Call Interrupted: How to Stop VoIP Outages in their Tracks

There was a customer support call that perfectly demonstrates how Corvil Analytics can be the difference between uptime and downtime. This multinational firm was running VoIP across different continents and was using Corvil to monitor its VoIP performance in regional data centers. Their voice infrastructure uses kit from multiple vendors and depends on interoperability between various combinations of software, servers and devices. After one supplier carried out an upgrade, problems started to occur leading to a major outage and users complaining that they couldn’t make calls.

Before and after insights

The customer had support engineers from multiple vendors busy looking through server logs to figure out the issue while the customer’s voice operations were checking their Corvil dashboards. The vendors formed a couple of theories about the issue but struggled to prove one way or another. While looking at our dashboards, voice operations saw an anomaly around SIP messaging and contacted me to help him dig deeper.
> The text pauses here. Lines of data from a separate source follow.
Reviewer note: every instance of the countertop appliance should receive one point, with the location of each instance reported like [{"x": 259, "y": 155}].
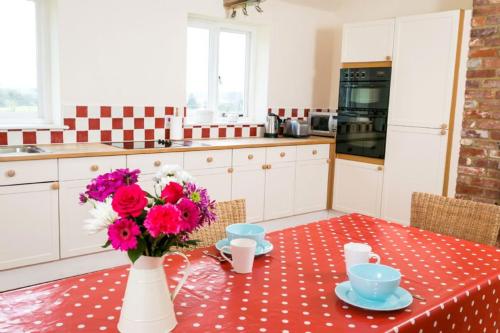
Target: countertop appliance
[
  {"x": 322, "y": 123},
  {"x": 156, "y": 144},
  {"x": 296, "y": 128},
  {"x": 272, "y": 125},
  {"x": 362, "y": 113}
]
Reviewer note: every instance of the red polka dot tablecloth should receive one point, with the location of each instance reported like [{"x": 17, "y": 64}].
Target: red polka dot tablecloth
[{"x": 291, "y": 289}]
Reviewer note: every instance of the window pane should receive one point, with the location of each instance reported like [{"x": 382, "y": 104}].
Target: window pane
[
  {"x": 198, "y": 40},
  {"x": 18, "y": 57},
  {"x": 232, "y": 72}
]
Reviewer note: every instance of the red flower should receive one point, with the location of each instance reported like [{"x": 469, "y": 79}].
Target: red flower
[
  {"x": 163, "y": 220},
  {"x": 172, "y": 192},
  {"x": 129, "y": 200}
]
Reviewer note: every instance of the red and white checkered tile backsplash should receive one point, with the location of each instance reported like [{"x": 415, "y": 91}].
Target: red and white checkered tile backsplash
[{"x": 133, "y": 123}]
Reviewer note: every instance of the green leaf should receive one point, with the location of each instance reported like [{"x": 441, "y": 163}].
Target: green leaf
[{"x": 137, "y": 252}]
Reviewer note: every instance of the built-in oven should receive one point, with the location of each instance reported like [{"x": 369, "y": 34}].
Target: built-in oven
[{"x": 362, "y": 111}]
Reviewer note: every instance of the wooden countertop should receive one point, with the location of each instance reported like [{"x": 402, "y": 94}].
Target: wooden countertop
[{"x": 99, "y": 149}]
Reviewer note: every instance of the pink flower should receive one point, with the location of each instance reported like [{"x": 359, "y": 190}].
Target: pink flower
[
  {"x": 163, "y": 220},
  {"x": 172, "y": 192},
  {"x": 190, "y": 214},
  {"x": 122, "y": 234},
  {"x": 129, "y": 200}
]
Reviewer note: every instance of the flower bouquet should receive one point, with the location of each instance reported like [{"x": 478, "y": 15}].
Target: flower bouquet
[{"x": 147, "y": 226}]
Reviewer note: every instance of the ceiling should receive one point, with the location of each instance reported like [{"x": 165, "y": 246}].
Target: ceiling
[{"x": 329, "y": 5}]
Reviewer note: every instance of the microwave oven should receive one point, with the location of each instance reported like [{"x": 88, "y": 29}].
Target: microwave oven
[{"x": 322, "y": 123}]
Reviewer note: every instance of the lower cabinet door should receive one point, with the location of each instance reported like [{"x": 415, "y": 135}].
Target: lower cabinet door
[
  {"x": 249, "y": 183},
  {"x": 311, "y": 186},
  {"x": 279, "y": 193},
  {"x": 74, "y": 239},
  {"x": 419, "y": 169},
  {"x": 30, "y": 225},
  {"x": 357, "y": 187},
  {"x": 217, "y": 181}
]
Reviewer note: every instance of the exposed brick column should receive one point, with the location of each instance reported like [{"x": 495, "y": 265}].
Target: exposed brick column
[{"x": 479, "y": 164}]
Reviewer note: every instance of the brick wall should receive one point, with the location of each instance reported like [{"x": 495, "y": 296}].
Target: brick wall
[{"x": 479, "y": 164}]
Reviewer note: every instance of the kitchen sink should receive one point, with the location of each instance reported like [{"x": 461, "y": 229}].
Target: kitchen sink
[{"x": 22, "y": 150}]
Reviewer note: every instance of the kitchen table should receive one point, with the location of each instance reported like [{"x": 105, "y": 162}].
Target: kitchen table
[{"x": 291, "y": 289}]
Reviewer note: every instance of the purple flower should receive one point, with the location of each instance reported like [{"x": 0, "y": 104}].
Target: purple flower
[
  {"x": 107, "y": 184},
  {"x": 201, "y": 199}
]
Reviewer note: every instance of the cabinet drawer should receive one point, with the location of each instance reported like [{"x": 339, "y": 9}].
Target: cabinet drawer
[
  {"x": 25, "y": 172},
  {"x": 249, "y": 156},
  {"x": 151, "y": 163},
  {"x": 207, "y": 159},
  {"x": 313, "y": 152},
  {"x": 281, "y": 154},
  {"x": 89, "y": 167}
]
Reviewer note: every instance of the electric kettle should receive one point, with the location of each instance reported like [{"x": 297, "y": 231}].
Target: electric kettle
[{"x": 272, "y": 125}]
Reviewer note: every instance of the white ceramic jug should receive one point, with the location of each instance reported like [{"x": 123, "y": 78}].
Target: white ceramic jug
[{"x": 147, "y": 304}]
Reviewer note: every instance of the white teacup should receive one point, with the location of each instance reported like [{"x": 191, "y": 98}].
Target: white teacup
[
  {"x": 243, "y": 254},
  {"x": 358, "y": 253}
]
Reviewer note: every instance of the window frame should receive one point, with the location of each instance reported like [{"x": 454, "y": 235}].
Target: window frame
[
  {"x": 49, "y": 111},
  {"x": 215, "y": 28}
]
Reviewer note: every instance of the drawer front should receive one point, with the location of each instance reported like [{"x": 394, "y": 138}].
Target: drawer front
[
  {"x": 207, "y": 159},
  {"x": 313, "y": 152},
  {"x": 151, "y": 163},
  {"x": 89, "y": 167},
  {"x": 25, "y": 172},
  {"x": 249, "y": 156},
  {"x": 281, "y": 154}
]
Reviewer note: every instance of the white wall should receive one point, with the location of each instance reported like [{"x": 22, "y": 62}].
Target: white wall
[{"x": 129, "y": 52}]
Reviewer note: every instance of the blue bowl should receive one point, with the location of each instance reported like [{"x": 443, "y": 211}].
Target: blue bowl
[
  {"x": 374, "y": 281},
  {"x": 245, "y": 230}
]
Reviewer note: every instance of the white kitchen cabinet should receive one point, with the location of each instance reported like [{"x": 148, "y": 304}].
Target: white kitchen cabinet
[
  {"x": 367, "y": 41},
  {"x": 249, "y": 182},
  {"x": 423, "y": 69},
  {"x": 311, "y": 185},
  {"x": 74, "y": 239},
  {"x": 414, "y": 162},
  {"x": 30, "y": 225},
  {"x": 357, "y": 187},
  {"x": 279, "y": 193},
  {"x": 217, "y": 182}
]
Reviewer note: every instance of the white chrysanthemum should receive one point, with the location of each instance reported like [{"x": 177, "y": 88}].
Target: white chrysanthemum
[
  {"x": 102, "y": 216},
  {"x": 172, "y": 173}
]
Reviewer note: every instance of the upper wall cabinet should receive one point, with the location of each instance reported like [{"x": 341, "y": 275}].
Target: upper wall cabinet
[
  {"x": 367, "y": 41},
  {"x": 425, "y": 48}
]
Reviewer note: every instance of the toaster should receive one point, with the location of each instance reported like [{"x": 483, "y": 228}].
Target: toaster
[{"x": 296, "y": 128}]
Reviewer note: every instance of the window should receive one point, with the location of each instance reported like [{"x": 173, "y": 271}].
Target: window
[
  {"x": 219, "y": 62},
  {"x": 26, "y": 98}
]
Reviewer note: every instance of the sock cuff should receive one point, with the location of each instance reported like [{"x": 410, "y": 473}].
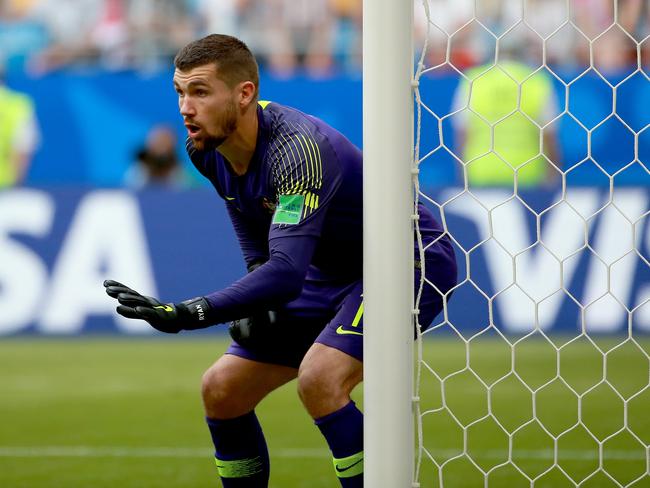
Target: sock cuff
[
  {"x": 234, "y": 421},
  {"x": 341, "y": 412}
]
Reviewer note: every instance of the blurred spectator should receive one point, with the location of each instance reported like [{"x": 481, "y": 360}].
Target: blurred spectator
[
  {"x": 449, "y": 24},
  {"x": 318, "y": 36},
  {"x": 21, "y": 36},
  {"x": 347, "y": 42},
  {"x": 301, "y": 35},
  {"x": 19, "y": 135},
  {"x": 157, "y": 30},
  {"x": 501, "y": 109},
  {"x": 156, "y": 163}
]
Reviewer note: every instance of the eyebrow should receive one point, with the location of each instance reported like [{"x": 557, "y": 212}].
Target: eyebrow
[{"x": 193, "y": 84}]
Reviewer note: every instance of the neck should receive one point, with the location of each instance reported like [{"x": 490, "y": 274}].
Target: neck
[{"x": 238, "y": 149}]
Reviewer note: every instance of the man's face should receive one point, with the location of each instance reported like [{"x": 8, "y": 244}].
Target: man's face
[{"x": 207, "y": 105}]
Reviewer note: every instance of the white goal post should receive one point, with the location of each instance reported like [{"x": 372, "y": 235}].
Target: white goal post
[
  {"x": 547, "y": 383},
  {"x": 388, "y": 243}
]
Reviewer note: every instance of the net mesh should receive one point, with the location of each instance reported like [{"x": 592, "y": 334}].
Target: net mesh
[{"x": 505, "y": 394}]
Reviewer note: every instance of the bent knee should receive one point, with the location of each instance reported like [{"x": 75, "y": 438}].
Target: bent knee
[
  {"x": 313, "y": 384},
  {"x": 219, "y": 393}
]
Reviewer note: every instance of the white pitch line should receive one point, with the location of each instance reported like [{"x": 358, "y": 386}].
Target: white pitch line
[
  {"x": 298, "y": 453},
  {"x": 142, "y": 452}
]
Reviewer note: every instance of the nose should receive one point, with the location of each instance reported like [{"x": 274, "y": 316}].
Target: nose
[{"x": 186, "y": 107}]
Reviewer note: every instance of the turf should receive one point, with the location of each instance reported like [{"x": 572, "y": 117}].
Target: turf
[{"x": 126, "y": 412}]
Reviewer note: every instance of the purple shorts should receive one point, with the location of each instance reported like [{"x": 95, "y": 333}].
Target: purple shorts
[{"x": 331, "y": 313}]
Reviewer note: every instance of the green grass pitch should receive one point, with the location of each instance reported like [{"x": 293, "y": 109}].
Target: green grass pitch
[{"x": 126, "y": 413}]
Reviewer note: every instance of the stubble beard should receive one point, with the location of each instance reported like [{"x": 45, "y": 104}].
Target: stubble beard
[{"x": 228, "y": 125}]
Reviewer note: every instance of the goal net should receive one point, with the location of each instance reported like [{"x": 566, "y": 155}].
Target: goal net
[{"x": 537, "y": 373}]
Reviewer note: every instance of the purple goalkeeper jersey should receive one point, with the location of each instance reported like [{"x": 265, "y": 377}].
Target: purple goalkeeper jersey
[{"x": 298, "y": 209}]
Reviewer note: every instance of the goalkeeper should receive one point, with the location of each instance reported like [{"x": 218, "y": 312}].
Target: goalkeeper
[{"x": 292, "y": 186}]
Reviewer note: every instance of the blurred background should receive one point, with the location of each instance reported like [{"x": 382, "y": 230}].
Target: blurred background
[{"x": 99, "y": 70}]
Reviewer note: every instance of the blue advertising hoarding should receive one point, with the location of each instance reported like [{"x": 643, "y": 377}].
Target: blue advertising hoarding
[{"x": 589, "y": 267}]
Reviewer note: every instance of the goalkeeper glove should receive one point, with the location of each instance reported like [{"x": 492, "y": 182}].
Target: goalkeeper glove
[
  {"x": 253, "y": 332},
  {"x": 165, "y": 317}
]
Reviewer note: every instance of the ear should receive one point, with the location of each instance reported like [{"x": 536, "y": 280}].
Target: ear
[{"x": 246, "y": 93}]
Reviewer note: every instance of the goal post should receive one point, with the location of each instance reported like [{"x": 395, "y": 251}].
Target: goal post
[
  {"x": 536, "y": 374},
  {"x": 388, "y": 243}
]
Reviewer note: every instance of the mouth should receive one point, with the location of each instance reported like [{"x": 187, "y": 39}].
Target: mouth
[{"x": 192, "y": 129}]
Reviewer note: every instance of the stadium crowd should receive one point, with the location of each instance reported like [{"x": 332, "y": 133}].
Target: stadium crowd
[{"x": 318, "y": 36}]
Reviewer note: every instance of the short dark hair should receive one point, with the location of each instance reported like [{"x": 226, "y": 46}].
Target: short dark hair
[{"x": 234, "y": 61}]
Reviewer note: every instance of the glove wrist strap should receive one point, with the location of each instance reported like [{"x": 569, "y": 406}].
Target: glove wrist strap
[{"x": 197, "y": 312}]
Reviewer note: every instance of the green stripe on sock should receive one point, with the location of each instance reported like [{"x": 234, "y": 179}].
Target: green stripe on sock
[
  {"x": 349, "y": 466},
  {"x": 239, "y": 468}
]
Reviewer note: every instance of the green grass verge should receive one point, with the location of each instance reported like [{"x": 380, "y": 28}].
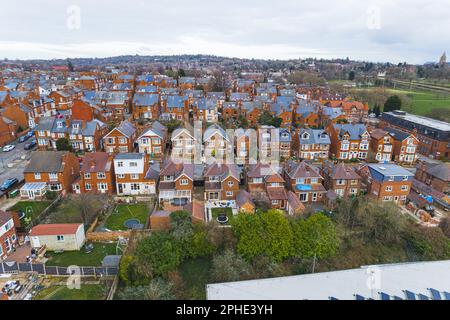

Drilling down into the data collected on their Corvil appliances, we discovered the problem centered around SIP subscribe messages sent from one vendor’s devices to the other vendor’s server. We could see a huge increase in the number of these messages and analyzing them showed how they were looping around the infrastructure and not reaching their destination, eating up vital server power and preventing calls from being processed correctly.

We could filter and pivot the data to see the messages in the days leading up to the event and compare them with what happened during the ongoing outage. This live and retrospective analysis was the key to understanding the issue.

We could see the servers being impacted and could provide pcaps to the vendors as proof and for further analysis.

I was lucky enough to be on the multi-vendor call where I heard one of the vendors say how great the customer's analytics were – meaning the data provided by Corvil Analytics. Bringing visibility to complex environments is just one of our strengths. We don’t just identify issues that other tools miss; we provide information to make sure it doesn’t happen again.

Long-term solution

In this case, the subscribe feature was disabled and the way the servers receive messages was improved. At the same time, the client could add a new graph to their dashboard and set up a new alert that would immediately tell them if a similar problem occurred.

This type of incident is far from unique. Not long after, the same client solved a second looping issue caused by audio codec incompatibilities with one of their voice systems. Changes were quickly made to handle these calls, and a potential second outage was avoided because the new Corvil alert they set up caught something early that would previously have gone unnoticed for some time until it caused a major issue.

As organizations invest in collaboration suites, multi-vendor services, and hybrid cloud infrastructure, they are finding themselves with increasingly complex communication platforms. The reality is that legacy voice service assurance tools need help to identify and solve technical issues. At Pico, it’s what we do.